In this action, plaintiffs alleged that Essendant failed to obtain the highest value reasonably available for stockholders by choosing the Sycamore transaction and brought claims for breach of fiduciary duty against Essendant’s board and CEO and Sycamore, as well as aiding and abetting claims against Sycamore. Given Essendant’s exculpatory charter provision, plaintiffs had to invoke loyalty and bad faith claims against the Essendant directors in order to survive the director defendants’ motion to dismiss. Plaintiffs attempted to show that the Essendant board breached its duty of loyalty by alleging that Sycamore was a controlling stockholder who dominated and controlled the Essendant board and that a majority of the members of Essendant’s board otherwise had conflicts of interest.
The Court rejected the plaintiffs’ allegation that Sycamore was a controlling stockholder because Sycamore only owned 11.16% of Essendant, did not have any other indicators of control, such as director nomination, removal or blocking rights, or commercial or other relationships with Essendant or its directors and two other entities held larger voting blocks in Essendant than Sycamore. Next, the Court found that the plaintiffs failed to plead facts with respect to each director that would allow the Court to determine on a director-by-director basis whether a majority of the board was interested or lacked independence. The Court rejected plaintiffs’ claims that the Essendant board was significantly influenced by Sycamore, or that the board chose a cash deal over a stock deal due to conflicts of interest. In so finding, the Court confirmed that Delaware law allows directors to consider whether, “under the circumstances,” cash is preferable to lower valued stock consideration when evaluating a proposal and that choosing cash consideration over other forms of consideration did not, in itself, create a conflict of interest for board members.

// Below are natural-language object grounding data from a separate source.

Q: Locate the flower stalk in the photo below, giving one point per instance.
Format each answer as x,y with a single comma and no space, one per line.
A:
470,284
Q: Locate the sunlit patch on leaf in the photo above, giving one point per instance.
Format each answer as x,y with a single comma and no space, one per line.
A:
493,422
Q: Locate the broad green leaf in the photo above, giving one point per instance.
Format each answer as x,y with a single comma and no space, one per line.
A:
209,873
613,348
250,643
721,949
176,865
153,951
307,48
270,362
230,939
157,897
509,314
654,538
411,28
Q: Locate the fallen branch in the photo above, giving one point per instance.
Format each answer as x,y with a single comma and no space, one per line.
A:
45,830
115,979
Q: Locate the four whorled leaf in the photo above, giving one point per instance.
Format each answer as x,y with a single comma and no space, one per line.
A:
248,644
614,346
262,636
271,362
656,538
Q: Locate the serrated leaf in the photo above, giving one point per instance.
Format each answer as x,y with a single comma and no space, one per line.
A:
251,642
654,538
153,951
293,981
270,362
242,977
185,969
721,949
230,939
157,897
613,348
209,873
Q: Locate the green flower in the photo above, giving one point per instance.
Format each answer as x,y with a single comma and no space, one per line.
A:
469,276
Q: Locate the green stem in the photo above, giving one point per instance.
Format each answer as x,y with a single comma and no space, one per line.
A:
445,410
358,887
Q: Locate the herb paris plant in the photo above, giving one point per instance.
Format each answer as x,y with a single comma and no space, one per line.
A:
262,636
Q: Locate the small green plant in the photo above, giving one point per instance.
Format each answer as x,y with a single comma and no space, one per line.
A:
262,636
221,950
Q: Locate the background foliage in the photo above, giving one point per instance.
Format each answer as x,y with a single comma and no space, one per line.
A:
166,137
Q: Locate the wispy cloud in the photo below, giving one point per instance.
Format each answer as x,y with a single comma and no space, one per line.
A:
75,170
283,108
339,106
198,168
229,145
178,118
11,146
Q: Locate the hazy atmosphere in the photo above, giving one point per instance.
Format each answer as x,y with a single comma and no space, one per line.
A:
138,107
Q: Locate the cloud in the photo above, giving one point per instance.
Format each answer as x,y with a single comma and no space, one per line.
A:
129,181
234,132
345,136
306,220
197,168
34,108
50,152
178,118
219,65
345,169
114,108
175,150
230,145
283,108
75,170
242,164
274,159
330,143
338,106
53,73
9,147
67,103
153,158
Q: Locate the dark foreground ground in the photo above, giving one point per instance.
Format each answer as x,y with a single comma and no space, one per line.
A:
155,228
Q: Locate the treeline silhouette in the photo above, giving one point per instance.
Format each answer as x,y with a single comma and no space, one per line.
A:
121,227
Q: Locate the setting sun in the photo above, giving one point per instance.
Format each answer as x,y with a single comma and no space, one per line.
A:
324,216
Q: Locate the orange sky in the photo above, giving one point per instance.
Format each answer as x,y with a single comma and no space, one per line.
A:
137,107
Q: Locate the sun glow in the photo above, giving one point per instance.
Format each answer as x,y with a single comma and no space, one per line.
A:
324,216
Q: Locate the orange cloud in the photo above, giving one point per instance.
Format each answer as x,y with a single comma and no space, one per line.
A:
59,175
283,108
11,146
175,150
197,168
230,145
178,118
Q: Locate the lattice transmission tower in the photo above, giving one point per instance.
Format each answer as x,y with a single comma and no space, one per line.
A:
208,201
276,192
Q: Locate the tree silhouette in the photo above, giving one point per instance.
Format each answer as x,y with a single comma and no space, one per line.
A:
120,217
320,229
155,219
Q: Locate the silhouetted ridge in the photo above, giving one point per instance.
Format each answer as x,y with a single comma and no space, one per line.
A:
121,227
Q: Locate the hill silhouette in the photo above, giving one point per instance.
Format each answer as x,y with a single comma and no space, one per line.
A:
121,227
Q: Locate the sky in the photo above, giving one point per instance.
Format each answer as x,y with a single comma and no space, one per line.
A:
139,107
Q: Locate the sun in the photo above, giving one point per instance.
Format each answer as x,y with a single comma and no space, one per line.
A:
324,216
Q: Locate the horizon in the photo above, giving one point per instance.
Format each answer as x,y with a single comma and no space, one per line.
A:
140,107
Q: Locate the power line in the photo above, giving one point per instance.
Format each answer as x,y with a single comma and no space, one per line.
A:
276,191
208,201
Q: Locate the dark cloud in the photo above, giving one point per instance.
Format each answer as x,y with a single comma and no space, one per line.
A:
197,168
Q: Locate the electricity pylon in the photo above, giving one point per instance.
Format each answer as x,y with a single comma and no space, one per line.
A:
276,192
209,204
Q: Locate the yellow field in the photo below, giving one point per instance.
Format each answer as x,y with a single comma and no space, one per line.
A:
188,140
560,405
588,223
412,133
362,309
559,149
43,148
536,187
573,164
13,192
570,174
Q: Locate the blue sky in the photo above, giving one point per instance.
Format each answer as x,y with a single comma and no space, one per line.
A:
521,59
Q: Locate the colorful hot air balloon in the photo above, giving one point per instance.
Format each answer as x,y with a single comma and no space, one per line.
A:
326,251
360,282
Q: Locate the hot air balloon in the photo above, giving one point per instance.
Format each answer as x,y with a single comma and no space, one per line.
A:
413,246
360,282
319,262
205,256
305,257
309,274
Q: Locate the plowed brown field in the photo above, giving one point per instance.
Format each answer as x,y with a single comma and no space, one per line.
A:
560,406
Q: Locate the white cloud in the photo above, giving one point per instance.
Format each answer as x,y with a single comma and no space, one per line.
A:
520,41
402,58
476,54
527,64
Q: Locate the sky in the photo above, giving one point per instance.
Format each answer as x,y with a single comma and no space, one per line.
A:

Further, plaintiffs alleged that the Essendant board acted in bad faith by breaching a non-solicitation covenant to pursue Sycamore’s proposal, and by failing to negotiate a standstill with Sycamore. The Court held that the plaintiffs’ pleadings did not support a claim that the Essendant Board acted in bad faith because the plaintiffs failed to show that the director’s decision to choose Sycamore’s offer over the GPC transaction “lacked any rationally conceivable basis associated with maximizing stockholder value.” Notably, the Court found that (1) Essendant board’s decision to breach its merger agreement with GPC did not support a non-exculpated breach of fiduciary duty claim because, even in an iron-clad contract, a board has the room for fiduciary discretion and may, at times, have a fiduciary duty to breach a contract, if the board determines that is what is in the best interests of the company and its stockholders, and (2) Essendant’s prompt use of a rights plan mitigated any bad faith claims related to the Essendant board failing to negotiate a standstill with Sycamore.